A portfolio at D is neither a safe nor a boundary portfolio, and is
called an "intermediate portfolio."
[0049] Each round of the games or activities starts by having the
gaming module 124 (FIG. 1) select a budget line randomly. The
payoffs at various points along the line depend on the payoffs in
states 1 and 2. The budget lines selected for each decision problem
or round are independent of each other and of the budget lines
selected for other individuals. The axes are scaled to represent a
meaningful economic choice given the domain in which preferences
are being measured (e.g., retirement planning, significant
purchases, etc.). When completing individual decision problems
within the game or activity, to choose a combination, for example,
the user can utilize the user device 102 (FIG. 1) to drag or move a
point on the graph to the desired location.
[0050] The games or the activities are preferably configured to
measure three risk attitudes by measuring levels of preference
(i.e., aversion/tolerance) to uncertainty under the following two
conditions: 1) uncertain outcomes with known probabilities; and 2)

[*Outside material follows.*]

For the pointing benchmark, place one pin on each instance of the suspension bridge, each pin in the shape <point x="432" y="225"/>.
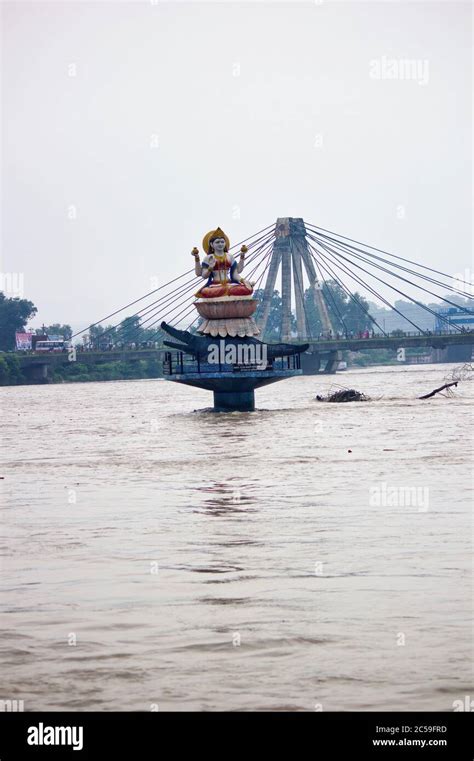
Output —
<point x="322" y="281"/>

uncertain outcomes with unknown probabilities. In the first
instance, users make decisions under conditions where outcomes are
uncertain, but the probabilities of those outcomes are known. A
single line of the graph describes a menu of payoffs determined by
two uncertain outcomes with known probabilities. Choices from that
line represent the most basic form of risk taking. The combination
of decisions across multiple lines enables the identification of
risk and loss aversion. Therefore, from these decisions, users'
preferences for risk (risk aversion) and loss (loss aversion) are
measured.
[0051] In the second scenario, users make decisions under
conditions where both the outcomes and the probability of those
outcomes are uncertain (ambiguity). A single line of the graph with
two known outcomes but unknown probabilities is a variant of basic
risk taking. However, in this instance, the combination of
decisions across multiple lines enables the identification of
ambiguity aversion. As a result, from these decisions, users'
preferences towards ambiguity (ambiguity aversion) are measured.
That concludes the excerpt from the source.